Study objectives: To determine if there were any differences in the time to detect hypoxemia related to the site of peripheral pulse oximetry (ear, hand, and foot) during the rapid induction of hypoxemia in healthy volunteers.
Design: Repeated-measures, longitudinal, observational study.
Setting: Anesthesia clinical research area of the Department of Anesthesiology.
Patients: 13 healthy volunteers, aged 18 to 44 years.
Interventions: Nellcor N-200 (Nellcor, Inc., Pleasanton, CA) oximeter probes were placed at the ear, hand, and foot. All units were turned on simultaneously with averaging times set for 5 seconds and signals sampled at 2 Hz.

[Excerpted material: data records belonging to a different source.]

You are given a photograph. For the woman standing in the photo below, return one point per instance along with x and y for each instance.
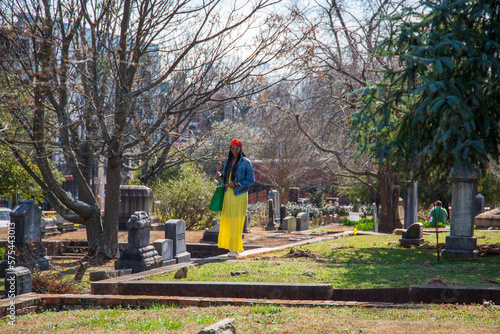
(237, 175)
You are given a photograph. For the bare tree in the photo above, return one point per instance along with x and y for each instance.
(120, 82)
(336, 60)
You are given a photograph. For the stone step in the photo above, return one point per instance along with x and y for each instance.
(74, 254)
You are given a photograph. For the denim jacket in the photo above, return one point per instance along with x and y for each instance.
(244, 176)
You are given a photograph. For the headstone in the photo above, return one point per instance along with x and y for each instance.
(302, 221)
(275, 196)
(247, 226)
(290, 223)
(410, 204)
(175, 229)
(357, 205)
(95, 276)
(30, 251)
(461, 243)
(354, 216)
(414, 235)
(17, 281)
(479, 205)
(293, 194)
(375, 217)
(49, 226)
(135, 198)
(282, 217)
(165, 248)
(270, 224)
(139, 255)
(399, 220)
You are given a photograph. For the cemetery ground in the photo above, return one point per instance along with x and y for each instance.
(360, 261)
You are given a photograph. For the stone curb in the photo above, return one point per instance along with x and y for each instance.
(32, 302)
(111, 286)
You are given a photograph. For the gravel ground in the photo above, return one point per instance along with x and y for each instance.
(258, 236)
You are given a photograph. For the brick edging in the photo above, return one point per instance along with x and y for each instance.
(31, 303)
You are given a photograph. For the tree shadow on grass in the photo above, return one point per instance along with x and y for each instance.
(378, 267)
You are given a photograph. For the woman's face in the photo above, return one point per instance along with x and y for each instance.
(235, 149)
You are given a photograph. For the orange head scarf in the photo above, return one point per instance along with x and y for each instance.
(236, 142)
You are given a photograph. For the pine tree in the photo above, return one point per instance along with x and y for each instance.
(441, 108)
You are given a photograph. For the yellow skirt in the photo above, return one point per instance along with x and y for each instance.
(232, 218)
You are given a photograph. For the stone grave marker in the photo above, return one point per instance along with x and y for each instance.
(479, 205)
(399, 220)
(302, 221)
(211, 234)
(270, 224)
(375, 217)
(410, 204)
(247, 226)
(30, 251)
(290, 223)
(354, 216)
(140, 255)
(175, 229)
(49, 226)
(461, 243)
(64, 226)
(135, 198)
(275, 196)
(293, 194)
(414, 235)
(17, 281)
(282, 217)
(165, 248)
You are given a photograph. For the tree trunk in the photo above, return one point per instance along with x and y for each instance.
(111, 208)
(389, 197)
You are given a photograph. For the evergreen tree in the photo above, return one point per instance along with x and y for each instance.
(441, 108)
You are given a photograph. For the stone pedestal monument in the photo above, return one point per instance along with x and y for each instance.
(414, 235)
(17, 281)
(461, 243)
(30, 251)
(275, 196)
(175, 229)
(410, 204)
(270, 224)
(302, 221)
(140, 255)
(134, 199)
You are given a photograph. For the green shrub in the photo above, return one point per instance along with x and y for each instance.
(364, 224)
(427, 224)
(186, 196)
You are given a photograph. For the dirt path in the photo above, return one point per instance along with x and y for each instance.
(258, 236)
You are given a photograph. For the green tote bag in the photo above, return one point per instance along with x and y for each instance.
(217, 199)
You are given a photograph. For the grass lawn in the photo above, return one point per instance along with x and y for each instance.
(266, 319)
(360, 261)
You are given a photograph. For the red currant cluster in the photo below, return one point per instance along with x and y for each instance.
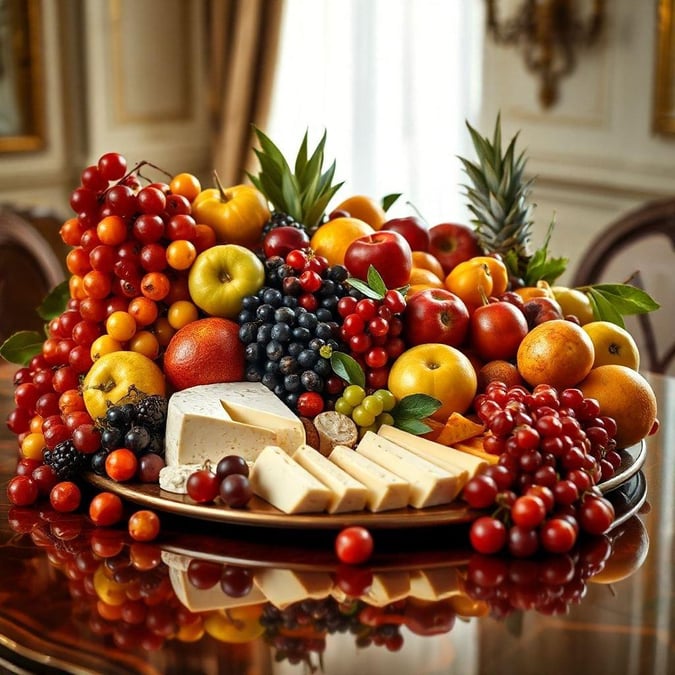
(554, 449)
(372, 330)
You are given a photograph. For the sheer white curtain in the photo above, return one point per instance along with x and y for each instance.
(392, 82)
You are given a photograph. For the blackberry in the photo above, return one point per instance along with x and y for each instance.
(151, 413)
(280, 219)
(66, 460)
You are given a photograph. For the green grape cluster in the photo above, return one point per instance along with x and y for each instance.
(370, 411)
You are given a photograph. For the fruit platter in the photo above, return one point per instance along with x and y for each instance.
(276, 354)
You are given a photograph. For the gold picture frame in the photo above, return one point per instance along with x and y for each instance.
(21, 77)
(664, 89)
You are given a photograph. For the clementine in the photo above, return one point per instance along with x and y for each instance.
(364, 208)
(437, 370)
(557, 352)
(626, 396)
(205, 351)
(332, 239)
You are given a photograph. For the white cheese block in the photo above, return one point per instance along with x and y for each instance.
(439, 454)
(203, 599)
(174, 478)
(435, 584)
(281, 481)
(386, 490)
(283, 587)
(387, 587)
(430, 484)
(348, 494)
(214, 420)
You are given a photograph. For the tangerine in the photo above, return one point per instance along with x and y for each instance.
(626, 396)
(333, 238)
(557, 352)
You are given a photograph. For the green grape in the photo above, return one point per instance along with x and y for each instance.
(387, 398)
(353, 394)
(384, 418)
(373, 404)
(362, 417)
(343, 407)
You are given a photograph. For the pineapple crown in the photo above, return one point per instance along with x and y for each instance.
(498, 197)
(302, 192)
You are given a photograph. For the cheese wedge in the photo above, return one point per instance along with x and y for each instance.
(387, 587)
(203, 599)
(281, 481)
(434, 452)
(386, 490)
(347, 494)
(435, 584)
(283, 587)
(214, 420)
(430, 484)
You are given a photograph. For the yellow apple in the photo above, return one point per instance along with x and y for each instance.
(111, 377)
(613, 345)
(574, 301)
(221, 276)
(438, 370)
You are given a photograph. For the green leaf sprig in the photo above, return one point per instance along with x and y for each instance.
(22, 346)
(408, 413)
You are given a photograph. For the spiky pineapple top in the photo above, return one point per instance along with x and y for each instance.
(303, 192)
(498, 199)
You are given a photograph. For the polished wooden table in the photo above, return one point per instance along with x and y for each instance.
(80, 600)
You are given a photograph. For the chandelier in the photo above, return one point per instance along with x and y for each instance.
(548, 33)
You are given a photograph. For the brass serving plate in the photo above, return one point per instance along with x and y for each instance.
(262, 514)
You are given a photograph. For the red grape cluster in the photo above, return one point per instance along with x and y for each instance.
(554, 449)
(372, 330)
(229, 482)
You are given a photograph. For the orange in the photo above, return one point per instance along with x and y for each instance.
(557, 352)
(333, 238)
(437, 370)
(205, 351)
(626, 396)
(425, 278)
(364, 208)
(427, 261)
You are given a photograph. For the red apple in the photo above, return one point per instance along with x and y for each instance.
(388, 252)
(412, 229)
(497, 330)
(453, 243)
(435, 315)
(282, 240)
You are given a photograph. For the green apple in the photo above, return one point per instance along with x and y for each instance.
(221, 276)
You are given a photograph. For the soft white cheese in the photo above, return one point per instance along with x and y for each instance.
(278, 479)
(386, 490)
(347, 494)
(430, 484)
(439, 454)
(214, 420)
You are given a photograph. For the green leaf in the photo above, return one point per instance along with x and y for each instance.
(376, 282)
(603, 309)
(364, 288)
(21, 347)
(389, 200)
(415, 406)
(626, 299)
(347, 368)
(55, 303)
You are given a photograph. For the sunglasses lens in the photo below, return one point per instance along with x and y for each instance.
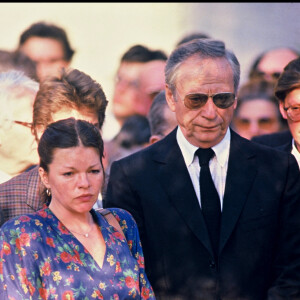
(224, 100)
(194, 101)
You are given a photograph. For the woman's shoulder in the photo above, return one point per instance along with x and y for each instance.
(34, 219)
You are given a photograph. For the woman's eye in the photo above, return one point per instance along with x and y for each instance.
(67, 174)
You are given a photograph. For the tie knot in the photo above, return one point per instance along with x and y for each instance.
(204, 155)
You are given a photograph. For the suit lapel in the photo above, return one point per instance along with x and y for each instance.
(175, 179)
(240, 176)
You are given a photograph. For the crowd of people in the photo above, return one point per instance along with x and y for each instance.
(197, 196)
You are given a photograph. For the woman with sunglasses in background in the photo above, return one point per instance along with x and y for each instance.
(257, 110)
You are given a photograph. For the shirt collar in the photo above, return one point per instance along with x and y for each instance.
(295, 152)
(188, 150)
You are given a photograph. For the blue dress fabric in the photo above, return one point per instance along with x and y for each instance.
(42, 259)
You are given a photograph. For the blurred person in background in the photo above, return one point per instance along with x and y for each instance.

A computer-controlled anesthesia circuit was employed to induce mild hypercapnia and hyperoxia (end-tidal gas partial pressures: PETCO2 = 42 +/- 2 mmHg and PETO2 = 130 mmHg) for 5 minutes. PETO2 was then decreased to 45 +/- 2 mmHg over 60 seconds and held at that value for 5 minutes.
Measurements and main results: The mean differences in time (sec) for pulse oximeters to detect hypoxemia (read less than 90%) between probe sites were determined and compared. The following mean differences in time (sec) for pulse oximeters to detect hypoxemia (read less than 90%) between probe sites were found: ear-hand = 6; hand-foot = 57; ear-foot = 63. Paired t-tests revealed statistically significant mean time delay differences of 51 seconds (p < 0.005) and 57 seconds (p < 0.005) for ear-hand versus hand-foot and for ear-hand versus ear-foot, respectively.
Conclusions: In healthy volunteers, significant delays in the detection of acute hypoxemia by pulse oximetry occur when pulse oximeters are placed at the toe as compared with probes at either the ear or hand.